Under the QMSR, 21 CFR Part 820 incorporates ISO 13485:2016 by reference (21 CFR Part 820, QMSR, effective 2026-02-02). For packaging, two clauses do most of the work: process validation requirements applicable to your packaging processes are addressed by ISO 13485:2016 Clause 7.5.6, and packaging and labeling controls by ISO 13485:2016 Clause 7.5.11 alongside the retained 21 CFR 820.45 (21 CFR Part 820, QMSR; ISO 13485:2016 Clauses 7.5.6 and 7.5.11). Design evidence for the packaging system flows through design controls under ISO 13485:2016 Clause 7.3.
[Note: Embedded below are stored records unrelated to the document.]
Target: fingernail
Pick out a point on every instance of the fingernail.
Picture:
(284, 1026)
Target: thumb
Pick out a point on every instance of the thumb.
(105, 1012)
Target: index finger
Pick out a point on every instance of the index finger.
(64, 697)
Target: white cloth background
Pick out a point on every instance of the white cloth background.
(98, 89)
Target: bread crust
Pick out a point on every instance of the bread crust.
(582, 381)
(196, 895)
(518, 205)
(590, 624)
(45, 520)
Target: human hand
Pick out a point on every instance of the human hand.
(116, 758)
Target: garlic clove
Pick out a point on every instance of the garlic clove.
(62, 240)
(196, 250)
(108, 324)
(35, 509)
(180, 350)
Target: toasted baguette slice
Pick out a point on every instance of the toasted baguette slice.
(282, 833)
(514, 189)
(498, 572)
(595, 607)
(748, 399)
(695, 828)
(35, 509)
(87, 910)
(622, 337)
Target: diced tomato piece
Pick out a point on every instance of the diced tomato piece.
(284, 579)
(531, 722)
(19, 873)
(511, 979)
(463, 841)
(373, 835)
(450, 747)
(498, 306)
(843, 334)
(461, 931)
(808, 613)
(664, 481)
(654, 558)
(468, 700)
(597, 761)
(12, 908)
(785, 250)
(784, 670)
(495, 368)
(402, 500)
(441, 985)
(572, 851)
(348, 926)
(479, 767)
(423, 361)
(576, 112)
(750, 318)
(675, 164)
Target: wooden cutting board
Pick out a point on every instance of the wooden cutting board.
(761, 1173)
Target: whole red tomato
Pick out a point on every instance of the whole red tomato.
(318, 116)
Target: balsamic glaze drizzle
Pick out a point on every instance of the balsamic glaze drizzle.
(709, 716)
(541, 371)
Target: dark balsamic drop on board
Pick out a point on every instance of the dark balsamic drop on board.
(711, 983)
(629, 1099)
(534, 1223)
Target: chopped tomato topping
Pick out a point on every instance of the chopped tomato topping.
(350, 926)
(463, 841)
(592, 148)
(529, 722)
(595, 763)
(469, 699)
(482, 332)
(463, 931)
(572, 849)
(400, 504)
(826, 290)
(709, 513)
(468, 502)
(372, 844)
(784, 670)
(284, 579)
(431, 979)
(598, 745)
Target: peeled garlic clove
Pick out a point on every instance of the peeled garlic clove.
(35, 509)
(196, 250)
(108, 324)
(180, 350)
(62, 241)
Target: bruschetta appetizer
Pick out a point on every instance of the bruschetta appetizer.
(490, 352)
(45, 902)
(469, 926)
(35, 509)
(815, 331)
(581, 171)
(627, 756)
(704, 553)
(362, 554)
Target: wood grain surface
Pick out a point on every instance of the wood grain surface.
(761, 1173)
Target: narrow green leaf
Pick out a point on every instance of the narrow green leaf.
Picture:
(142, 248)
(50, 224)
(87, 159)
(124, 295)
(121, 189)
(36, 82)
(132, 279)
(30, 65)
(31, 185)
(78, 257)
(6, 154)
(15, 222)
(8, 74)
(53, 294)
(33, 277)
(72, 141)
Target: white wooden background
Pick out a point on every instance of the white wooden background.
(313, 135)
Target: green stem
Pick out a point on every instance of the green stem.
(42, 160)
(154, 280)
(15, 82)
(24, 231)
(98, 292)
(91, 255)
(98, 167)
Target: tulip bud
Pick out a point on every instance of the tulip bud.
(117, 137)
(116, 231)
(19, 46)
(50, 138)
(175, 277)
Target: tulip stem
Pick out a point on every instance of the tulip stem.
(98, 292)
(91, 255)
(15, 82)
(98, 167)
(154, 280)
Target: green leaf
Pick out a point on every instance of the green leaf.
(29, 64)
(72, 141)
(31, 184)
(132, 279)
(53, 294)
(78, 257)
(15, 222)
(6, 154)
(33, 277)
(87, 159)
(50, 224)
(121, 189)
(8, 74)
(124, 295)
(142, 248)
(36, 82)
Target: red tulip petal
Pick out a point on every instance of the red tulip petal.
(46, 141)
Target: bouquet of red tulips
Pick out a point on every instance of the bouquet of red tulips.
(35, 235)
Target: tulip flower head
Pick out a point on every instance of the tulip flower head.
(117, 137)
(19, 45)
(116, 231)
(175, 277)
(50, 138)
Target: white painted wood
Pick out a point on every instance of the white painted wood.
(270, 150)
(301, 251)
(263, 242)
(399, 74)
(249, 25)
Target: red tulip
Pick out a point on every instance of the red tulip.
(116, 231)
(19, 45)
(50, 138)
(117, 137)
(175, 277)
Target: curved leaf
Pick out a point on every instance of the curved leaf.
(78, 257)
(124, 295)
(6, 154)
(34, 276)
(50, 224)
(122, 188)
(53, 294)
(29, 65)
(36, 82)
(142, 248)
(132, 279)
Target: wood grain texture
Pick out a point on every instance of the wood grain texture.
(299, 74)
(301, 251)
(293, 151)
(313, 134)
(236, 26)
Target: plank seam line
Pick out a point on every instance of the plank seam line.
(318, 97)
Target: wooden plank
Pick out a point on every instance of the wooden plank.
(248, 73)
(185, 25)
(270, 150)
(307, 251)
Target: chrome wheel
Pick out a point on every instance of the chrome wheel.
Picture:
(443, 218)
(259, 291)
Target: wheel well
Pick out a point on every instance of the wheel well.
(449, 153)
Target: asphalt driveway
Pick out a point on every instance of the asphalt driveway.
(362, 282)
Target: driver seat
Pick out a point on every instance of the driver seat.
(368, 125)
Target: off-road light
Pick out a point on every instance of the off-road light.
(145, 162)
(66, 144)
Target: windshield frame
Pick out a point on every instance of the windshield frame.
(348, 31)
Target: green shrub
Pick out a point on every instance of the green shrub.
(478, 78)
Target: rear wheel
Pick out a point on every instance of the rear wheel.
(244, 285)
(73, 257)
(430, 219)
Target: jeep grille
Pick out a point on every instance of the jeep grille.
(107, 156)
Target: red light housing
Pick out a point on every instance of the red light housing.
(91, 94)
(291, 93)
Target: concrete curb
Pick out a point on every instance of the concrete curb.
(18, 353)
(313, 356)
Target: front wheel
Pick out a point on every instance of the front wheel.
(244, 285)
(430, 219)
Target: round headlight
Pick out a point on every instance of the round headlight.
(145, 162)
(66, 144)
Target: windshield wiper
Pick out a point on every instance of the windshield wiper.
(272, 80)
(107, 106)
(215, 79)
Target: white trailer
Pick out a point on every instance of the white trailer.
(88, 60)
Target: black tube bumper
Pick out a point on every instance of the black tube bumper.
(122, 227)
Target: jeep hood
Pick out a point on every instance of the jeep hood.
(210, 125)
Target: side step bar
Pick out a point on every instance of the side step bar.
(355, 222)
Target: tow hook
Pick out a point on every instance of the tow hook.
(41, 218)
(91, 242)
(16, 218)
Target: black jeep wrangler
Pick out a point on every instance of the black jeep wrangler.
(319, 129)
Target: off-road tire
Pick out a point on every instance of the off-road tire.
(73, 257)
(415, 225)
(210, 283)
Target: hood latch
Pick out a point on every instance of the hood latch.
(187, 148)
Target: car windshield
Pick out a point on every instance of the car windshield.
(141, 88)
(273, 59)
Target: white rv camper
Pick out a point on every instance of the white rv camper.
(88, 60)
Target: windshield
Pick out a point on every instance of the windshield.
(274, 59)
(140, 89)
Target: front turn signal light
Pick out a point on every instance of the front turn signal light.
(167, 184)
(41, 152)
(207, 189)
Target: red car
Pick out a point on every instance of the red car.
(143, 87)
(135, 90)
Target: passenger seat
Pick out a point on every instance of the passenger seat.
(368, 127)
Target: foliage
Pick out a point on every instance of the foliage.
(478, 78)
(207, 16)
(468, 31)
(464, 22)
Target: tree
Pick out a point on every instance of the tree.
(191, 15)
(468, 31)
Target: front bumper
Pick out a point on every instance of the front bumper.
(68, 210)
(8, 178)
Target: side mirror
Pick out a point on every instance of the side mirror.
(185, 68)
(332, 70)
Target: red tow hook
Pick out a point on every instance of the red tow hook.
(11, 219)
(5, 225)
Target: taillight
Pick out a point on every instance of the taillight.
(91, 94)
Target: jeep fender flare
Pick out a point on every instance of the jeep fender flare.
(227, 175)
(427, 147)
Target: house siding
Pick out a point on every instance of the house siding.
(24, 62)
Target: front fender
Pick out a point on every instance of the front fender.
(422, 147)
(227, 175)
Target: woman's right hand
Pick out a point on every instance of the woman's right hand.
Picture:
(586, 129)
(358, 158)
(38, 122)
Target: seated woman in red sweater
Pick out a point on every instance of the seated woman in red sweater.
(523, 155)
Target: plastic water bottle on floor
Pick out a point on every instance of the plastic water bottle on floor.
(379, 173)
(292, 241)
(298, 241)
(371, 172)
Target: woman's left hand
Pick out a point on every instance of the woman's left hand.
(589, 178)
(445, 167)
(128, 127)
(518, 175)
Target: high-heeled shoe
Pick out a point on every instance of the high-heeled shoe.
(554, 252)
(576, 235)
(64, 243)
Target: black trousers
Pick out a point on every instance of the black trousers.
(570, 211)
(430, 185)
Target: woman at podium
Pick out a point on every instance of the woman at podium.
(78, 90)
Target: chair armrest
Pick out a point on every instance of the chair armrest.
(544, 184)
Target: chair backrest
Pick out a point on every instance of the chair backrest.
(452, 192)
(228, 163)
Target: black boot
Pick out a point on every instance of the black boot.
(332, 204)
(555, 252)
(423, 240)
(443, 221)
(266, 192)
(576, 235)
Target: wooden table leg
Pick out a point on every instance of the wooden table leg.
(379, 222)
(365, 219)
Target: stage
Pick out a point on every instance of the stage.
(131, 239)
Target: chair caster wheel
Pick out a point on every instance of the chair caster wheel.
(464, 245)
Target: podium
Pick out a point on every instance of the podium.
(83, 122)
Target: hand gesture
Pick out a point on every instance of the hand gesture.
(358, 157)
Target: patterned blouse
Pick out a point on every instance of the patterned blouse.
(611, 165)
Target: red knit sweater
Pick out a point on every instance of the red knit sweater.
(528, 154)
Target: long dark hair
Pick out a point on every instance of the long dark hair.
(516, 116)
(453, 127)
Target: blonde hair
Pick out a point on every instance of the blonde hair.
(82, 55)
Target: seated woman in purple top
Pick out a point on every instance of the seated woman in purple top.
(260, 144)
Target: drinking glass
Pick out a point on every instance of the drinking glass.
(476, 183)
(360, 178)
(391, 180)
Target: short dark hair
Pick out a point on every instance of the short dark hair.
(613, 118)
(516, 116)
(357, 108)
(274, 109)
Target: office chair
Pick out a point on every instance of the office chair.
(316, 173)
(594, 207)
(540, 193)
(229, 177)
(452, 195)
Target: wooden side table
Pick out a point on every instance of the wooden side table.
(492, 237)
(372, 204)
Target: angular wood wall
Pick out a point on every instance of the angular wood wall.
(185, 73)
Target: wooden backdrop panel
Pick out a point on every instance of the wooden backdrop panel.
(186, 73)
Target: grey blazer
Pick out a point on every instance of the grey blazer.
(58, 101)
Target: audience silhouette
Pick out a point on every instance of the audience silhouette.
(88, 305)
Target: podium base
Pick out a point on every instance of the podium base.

The practical takeaway: when you cite the framework your packaging process validation lives under, cite ISO 13485:2016 Clause 7.5.6, not the old QSR process-validation prose. The transition from the prior Quality System Regulation to the QMSR moved the QMS expectations into ISO 13485 by reference, and citing removed CFR language reads as out-of-date to anyone qualified to review your file.
Documentation Is Where Good Testing Goes to Die
The most frustrating failure mode is the one where the testing was sound, the results support the claims, and the submission still draws questions — because the documentation doesn't connect the dots.
The recurring gaps: missing rationale for acceptance criteria, thin justification for sample sizes, weak traceability between protocol, test reports, and the design record, and incomplete handling of deviations. Any one might generate a single clarifying question. Together, they create the impression that the program wasn't rigorous, even when the data is solid.
The discipline is simple and frequently skipped: write protocols as if the reviewer has no context. Justify every acceptance criterion. Document every deviation and how it was dispositioned. Make the traceability from design input to validation output explicit. If a reviewer can follow your logic without picking up the phone, you've done it right.
Bringing It Together
ISO 11607 isn't a hard standard to satisfy. Part 1 establishes that your design is suitable; Part 2 proves your process makes it repeatably. Accelerated aging gets you to market, real-time aging keeps you there, seal testing proves the barrier holds, and distribution simulation proves it survives the trip — all on the same samples, in the right sequence, documented so a reviewer can follow the argument end to end.
The teams that stumble are almost always the ones that run these pieces in isolation or start them too late in development. The path is well-lit. The standards haven't changed dramatically. The cost of getting the fundamentals wrong — and the scrutiny on packaging documentation under the QMSR — only goes up from here.